The whole passage from Mr. Baring-Gould is as follows: “The ancient piscina in the wall is of early English date. Mr. Hawker discovered under the pavement in the church, when reseating it, the base of a small pillar, Norman in style, with a hole in it for a rivet which attached to it the slender column it supported. This he supposed was a piscina drain, and accordingly set it up in the recess beside his altar.” Mr. Baring-Gould evidently uses the word “piscina” as meaning the whole “recess” beside the altar. Mr. Chope appears to use it for the pillared structure within the recess. Hawker’s own words seem to show that he found the whole piscina, i.e. the recess with the drain inside it, “in the chancel wall.” He says nothing of any discovery “under the pavement,” and Mr. Baring-Gould does not give his authority for this statement.

At any rate, if the piscina, or piscina drain, or pillar-base, whichever it be, was abstracted from the ruined chapel at Longfurlong, it presumably was not discovered under the pavement of Morwenstow Church, unless by another stroke of genius.

It may be of interest to add that, on thrusting a piece of grass down the hole which Hawker took for a piscina drain, and which Mr. Baring-Gould says is a rivet-hole, I found that it went right through to the floor of the recess, a depth of about 13 inches.
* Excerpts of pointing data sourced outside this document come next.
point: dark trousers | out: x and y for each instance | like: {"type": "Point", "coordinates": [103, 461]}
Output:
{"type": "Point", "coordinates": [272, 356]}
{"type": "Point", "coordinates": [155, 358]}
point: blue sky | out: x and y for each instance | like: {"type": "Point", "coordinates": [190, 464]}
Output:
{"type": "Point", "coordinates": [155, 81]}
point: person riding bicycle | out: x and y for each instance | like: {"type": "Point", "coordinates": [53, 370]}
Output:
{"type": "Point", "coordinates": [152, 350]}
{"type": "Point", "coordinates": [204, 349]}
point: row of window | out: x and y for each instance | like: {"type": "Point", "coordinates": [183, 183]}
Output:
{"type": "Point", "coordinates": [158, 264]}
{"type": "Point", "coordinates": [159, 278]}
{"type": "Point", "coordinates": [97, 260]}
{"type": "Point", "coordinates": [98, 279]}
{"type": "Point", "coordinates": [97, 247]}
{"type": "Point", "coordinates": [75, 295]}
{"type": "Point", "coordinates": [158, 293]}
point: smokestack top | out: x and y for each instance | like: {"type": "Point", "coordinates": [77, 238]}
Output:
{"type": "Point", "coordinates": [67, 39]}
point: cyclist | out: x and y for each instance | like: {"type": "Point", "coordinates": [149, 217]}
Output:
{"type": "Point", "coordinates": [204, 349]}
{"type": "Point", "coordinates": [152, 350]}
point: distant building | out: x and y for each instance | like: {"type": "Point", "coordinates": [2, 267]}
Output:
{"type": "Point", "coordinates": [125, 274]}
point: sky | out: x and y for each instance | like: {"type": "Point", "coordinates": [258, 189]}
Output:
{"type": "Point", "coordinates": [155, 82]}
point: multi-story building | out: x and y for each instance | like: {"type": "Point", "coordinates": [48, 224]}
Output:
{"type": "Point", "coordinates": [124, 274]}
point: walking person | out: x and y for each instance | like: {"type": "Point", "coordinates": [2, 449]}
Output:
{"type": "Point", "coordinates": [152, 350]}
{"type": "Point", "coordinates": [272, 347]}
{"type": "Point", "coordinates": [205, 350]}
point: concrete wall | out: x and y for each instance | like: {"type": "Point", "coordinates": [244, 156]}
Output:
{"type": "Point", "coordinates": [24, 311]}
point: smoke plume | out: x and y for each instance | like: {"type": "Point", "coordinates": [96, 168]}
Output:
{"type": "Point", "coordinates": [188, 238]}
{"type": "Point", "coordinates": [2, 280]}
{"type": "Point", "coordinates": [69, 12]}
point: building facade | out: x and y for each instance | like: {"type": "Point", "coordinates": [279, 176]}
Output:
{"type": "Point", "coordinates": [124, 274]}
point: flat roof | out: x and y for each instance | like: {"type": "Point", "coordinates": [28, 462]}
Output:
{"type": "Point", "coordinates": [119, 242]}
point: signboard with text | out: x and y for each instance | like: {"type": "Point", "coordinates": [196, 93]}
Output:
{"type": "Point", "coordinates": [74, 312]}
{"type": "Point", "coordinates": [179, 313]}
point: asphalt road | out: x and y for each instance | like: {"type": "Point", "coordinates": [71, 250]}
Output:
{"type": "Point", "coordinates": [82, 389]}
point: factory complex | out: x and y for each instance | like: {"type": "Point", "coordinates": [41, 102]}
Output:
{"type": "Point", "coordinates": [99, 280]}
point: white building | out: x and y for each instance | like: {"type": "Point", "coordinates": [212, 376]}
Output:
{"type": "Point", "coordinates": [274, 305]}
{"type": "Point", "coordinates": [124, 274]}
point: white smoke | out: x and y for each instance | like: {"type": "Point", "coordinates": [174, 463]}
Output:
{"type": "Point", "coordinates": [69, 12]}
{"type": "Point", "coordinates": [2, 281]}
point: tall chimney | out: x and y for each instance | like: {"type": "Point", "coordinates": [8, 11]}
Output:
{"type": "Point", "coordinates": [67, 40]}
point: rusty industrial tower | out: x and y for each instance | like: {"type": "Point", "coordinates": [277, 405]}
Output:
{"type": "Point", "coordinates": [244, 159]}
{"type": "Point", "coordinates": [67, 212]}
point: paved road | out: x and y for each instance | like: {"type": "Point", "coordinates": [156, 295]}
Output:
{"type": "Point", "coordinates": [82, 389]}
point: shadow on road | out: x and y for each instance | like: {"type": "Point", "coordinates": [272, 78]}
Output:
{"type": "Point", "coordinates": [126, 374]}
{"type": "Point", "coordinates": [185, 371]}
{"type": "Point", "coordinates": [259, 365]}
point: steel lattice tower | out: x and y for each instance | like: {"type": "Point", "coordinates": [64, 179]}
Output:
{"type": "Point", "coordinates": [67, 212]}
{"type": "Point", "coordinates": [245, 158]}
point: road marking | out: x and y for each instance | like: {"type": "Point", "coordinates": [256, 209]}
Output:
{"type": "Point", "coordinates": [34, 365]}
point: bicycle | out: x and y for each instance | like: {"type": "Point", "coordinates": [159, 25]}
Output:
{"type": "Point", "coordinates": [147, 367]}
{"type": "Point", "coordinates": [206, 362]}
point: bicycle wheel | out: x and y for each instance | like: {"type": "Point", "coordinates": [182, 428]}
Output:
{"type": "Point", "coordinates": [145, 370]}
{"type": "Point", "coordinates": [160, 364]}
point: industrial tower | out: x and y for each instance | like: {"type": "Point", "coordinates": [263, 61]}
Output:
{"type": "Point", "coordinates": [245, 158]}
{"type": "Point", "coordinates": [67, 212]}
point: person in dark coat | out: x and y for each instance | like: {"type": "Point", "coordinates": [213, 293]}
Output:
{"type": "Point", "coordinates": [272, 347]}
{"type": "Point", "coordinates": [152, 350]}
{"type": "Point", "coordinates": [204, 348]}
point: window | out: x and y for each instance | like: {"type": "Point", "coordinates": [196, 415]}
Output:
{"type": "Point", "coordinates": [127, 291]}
It is quite possible, therefore, that, if connected with another hole through the wall, it might at one time have served the purpose of a drain.—Editor.

[161] The inscription runs as follows: “THIS · WAS · MADE · IN · THE · YERE · OF · OURE · LORDE · GOD · 1575.” The pew bearing it now stands (1903) at the east end of the north aisle, facing south.—Editor.

[162] The foumart is now extinct in England, though, I believe, to be met with in parts of Scotland.

[163] See note on p. [118].

[164] The cedar wainscot which lined the chapel is said to have been bought out of a Spanish prize, and the carving is mentioned by Defoe, in his “Western Tour,” as the work of Michael Chuke, and not inferior to Gibbon’s. (C. S. Gilbert, “Survey of Cornwall,” vol. ii. p. 554.)